Court Opinion

ID: 9638004
Source: CourtListenerOpinion
Date Created: 2023-08-22 15:29:20.884754+00
Date Added: 2024-06-11T18:05:00.131256
License: Public Domain

MARIS, Circuit Judge,
concurring.
Section 23 of the Revenue Act of 1928, 45 Stat. 799, 26 U.S.C.A. § 23, provides that in computing net income for income tax purposes there shall be allowed as deductions “all the ordinary and necessary expenses paid or incurred during the taxable year in carrying on any trade or business.” The District Court found as a fact in this case that the plaintiffs business was primarily that of “conserving and enhancing his estate.” 22 F.Supp. 589, 597. The finding was undoubtedly supported by ample evidence. If we premise this fact, as I think we must, it follows that the plaintiff was entitled, in computing his taxable net income for the year 1931, to deduct all the ordinary expenses paid during that year which were necessary to conserve his estate.
At the beginning of the year the plaintiff was faced with the fact that he owed the Delaware Realty and Investment Company 141,912 shares of common stock of E. I. du Pont de Nemours & Company. The history of this loan and the purposes for which the stock was borrowed are in my view wholly irrelevant. Whatever the reason, the fact remained that in 1931 he found himself under a binding obligation to the Delaware Company -either to return the borrowed stock or to pay an amount equivalent to the dividends on the borrowed shares plus the taxes paid by the Delaware Company by reason of the loan. Since he no longer owned the shares borrowed the return of them would have necessarily involved the depletion of his estate • by the amount required to purchase an equivalent number. He elected to take *260the only other course which was open to him and paid to the Delaware Company the sum of $647,711.56, which represented the amount of the dividends paid on the stock plus the taxes of the Delaware Company with respect thereto.
This payment unquestionably conserved the plaintiff’s estate. If it had not been made his invested funds would have faced the certainty of a serious diminution. The necessity of the expense is clear. The diminution of his principal which would have resulted if the payment had not been made would undoubtedly have carried with it an inevitable diminution in taxable income which might well have been substantially equivalent to the deduction here sought. The inherent justice of his claim will thus be seen.

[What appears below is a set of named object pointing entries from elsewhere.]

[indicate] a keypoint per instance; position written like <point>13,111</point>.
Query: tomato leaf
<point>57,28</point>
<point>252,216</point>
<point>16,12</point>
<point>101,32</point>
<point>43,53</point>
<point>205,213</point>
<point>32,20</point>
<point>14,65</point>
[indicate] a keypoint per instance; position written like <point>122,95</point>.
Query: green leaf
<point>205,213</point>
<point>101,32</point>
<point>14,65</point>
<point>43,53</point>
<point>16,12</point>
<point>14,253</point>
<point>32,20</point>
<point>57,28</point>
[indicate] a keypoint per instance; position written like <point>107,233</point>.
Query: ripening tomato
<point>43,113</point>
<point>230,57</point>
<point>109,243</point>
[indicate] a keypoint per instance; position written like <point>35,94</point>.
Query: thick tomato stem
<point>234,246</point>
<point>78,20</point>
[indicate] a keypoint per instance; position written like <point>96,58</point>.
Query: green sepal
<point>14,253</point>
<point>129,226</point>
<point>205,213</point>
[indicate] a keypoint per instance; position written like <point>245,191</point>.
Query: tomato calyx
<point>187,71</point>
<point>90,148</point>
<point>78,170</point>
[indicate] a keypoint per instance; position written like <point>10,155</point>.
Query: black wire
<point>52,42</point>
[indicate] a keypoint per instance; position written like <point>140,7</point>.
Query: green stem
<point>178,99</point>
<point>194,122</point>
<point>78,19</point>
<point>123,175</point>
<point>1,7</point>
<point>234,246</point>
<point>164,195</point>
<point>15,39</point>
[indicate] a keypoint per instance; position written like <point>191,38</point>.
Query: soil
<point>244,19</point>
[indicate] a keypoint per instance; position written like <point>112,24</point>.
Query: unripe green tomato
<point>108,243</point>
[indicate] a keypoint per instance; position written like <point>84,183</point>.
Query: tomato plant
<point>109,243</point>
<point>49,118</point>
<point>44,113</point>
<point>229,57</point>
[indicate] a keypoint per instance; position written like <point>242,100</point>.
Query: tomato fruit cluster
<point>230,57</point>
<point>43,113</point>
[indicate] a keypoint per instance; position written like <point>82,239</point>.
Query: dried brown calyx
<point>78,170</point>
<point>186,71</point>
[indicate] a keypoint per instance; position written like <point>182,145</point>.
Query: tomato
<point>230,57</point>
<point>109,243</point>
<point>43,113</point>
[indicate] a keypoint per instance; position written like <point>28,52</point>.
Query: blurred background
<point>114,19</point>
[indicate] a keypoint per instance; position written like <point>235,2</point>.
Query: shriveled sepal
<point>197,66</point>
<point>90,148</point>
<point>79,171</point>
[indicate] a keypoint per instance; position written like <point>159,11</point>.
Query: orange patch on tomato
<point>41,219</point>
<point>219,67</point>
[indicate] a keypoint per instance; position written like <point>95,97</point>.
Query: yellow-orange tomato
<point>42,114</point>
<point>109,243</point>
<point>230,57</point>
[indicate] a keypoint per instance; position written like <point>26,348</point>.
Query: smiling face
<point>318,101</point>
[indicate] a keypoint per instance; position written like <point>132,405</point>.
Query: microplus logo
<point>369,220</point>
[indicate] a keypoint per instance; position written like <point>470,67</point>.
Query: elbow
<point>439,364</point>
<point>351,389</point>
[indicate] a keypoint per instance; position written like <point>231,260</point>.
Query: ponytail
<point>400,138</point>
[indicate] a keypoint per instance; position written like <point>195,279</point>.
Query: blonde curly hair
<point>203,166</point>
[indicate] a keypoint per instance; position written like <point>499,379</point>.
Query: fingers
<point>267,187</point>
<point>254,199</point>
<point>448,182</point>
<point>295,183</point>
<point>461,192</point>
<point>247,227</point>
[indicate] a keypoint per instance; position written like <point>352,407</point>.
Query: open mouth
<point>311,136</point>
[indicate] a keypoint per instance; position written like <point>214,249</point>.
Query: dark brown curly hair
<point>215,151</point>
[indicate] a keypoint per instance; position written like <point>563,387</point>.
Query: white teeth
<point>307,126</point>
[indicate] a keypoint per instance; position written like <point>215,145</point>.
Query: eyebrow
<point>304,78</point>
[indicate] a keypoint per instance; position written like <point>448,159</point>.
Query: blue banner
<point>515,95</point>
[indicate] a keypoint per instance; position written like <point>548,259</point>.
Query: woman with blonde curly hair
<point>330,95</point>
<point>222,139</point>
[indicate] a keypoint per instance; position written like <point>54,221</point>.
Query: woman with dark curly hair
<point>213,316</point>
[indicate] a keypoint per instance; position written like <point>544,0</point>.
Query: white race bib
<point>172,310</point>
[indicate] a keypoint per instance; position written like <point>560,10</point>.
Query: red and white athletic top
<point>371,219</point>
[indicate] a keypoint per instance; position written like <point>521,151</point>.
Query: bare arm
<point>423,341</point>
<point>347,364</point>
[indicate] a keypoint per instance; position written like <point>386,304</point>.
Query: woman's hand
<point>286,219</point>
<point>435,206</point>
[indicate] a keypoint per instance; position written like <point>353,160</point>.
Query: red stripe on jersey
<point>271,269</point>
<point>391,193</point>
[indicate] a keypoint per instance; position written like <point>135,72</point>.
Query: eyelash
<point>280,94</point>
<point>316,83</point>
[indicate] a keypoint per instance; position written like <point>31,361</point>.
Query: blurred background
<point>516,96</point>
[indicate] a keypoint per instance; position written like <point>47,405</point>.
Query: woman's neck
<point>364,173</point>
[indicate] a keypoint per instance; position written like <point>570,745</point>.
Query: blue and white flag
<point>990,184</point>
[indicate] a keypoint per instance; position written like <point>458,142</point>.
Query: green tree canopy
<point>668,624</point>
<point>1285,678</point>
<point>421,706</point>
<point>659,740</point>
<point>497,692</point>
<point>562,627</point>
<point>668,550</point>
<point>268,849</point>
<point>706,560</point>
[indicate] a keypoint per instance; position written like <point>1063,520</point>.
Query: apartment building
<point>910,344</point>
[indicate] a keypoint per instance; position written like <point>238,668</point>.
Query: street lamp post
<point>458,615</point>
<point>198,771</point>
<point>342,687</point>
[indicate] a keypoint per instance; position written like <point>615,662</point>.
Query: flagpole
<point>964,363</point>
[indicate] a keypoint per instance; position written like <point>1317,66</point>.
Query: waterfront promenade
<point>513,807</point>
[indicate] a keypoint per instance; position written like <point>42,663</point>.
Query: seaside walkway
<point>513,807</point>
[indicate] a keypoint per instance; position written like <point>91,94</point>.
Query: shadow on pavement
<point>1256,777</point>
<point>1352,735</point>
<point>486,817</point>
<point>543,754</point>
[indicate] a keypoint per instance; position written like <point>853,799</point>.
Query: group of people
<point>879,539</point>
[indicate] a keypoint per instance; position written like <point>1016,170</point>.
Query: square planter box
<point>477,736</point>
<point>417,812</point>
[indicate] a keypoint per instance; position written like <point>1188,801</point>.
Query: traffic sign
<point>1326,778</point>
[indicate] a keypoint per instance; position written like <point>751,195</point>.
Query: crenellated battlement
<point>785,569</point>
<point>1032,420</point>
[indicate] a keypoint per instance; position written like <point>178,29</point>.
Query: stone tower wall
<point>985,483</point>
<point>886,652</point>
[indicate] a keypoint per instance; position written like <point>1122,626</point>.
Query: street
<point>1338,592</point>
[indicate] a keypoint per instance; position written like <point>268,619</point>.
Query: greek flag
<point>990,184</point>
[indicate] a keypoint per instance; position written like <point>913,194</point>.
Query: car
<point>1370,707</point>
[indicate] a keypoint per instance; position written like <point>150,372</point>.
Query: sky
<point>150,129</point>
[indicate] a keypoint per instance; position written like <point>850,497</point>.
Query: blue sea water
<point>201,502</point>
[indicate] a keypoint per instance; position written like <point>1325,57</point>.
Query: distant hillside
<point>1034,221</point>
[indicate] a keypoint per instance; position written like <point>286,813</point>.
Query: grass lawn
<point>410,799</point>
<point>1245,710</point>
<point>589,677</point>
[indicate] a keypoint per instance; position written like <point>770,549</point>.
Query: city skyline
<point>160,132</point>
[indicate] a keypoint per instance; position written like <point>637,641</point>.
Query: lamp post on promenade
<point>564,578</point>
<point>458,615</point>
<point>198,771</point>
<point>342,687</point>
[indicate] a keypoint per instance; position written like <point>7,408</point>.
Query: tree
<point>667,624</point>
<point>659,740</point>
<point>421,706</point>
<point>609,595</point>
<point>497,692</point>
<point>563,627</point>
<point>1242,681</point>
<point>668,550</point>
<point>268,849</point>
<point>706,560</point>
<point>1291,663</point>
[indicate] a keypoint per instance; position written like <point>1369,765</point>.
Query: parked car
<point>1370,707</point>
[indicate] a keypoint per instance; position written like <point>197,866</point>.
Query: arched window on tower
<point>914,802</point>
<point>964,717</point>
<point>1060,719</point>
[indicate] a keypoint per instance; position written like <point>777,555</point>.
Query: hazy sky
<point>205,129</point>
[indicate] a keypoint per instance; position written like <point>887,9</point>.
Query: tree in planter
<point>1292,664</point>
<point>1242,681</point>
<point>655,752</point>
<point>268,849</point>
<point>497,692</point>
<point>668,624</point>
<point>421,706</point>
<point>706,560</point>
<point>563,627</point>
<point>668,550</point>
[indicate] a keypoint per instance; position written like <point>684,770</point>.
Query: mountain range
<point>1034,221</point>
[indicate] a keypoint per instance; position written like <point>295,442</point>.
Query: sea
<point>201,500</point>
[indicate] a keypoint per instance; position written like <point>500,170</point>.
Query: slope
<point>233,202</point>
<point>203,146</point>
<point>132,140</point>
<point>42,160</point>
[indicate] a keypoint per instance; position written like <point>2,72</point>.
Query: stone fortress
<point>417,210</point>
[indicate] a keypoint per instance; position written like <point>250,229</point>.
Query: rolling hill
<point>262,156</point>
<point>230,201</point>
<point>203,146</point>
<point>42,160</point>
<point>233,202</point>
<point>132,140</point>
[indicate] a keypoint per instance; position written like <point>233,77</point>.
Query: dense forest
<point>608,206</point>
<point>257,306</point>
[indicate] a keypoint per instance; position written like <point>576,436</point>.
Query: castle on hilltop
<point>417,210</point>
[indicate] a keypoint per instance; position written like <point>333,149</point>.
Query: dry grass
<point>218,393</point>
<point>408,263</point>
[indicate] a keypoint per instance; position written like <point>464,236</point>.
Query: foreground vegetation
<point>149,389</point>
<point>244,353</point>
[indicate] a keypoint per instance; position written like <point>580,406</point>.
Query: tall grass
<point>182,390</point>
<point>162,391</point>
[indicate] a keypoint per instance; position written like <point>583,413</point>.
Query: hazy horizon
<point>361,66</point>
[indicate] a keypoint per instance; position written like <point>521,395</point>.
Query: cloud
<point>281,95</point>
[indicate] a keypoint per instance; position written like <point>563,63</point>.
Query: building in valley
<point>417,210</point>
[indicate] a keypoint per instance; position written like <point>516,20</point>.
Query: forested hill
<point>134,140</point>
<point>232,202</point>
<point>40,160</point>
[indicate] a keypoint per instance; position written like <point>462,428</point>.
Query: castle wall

I am equally satisfied that the expense was an ordinary one within the meaning of the statute. Certainly there is no expense in human experience which is more ordinary than that incurred by a debtor in fulfilling his agreement with his creditors. It is true that this expense usually takes the form of interest. It may well be that the expenditure which the plaintiff made in this case was a payment of interest in . the broadest sense. It is certain, however, that it was compensation for the loan of stock which he had made and as such it'was an ordinary and usual expense of a transaction of that character. Dart v. Commissioner of Internal Revenue, 4 Cir., 74 F.2d 845.
I accordingly concur in the conclusion reached by my colleagues that the amount of the judgment entered by the District Court in favor of the plaintiff should be increased from $54,439.52 to $172,351.64.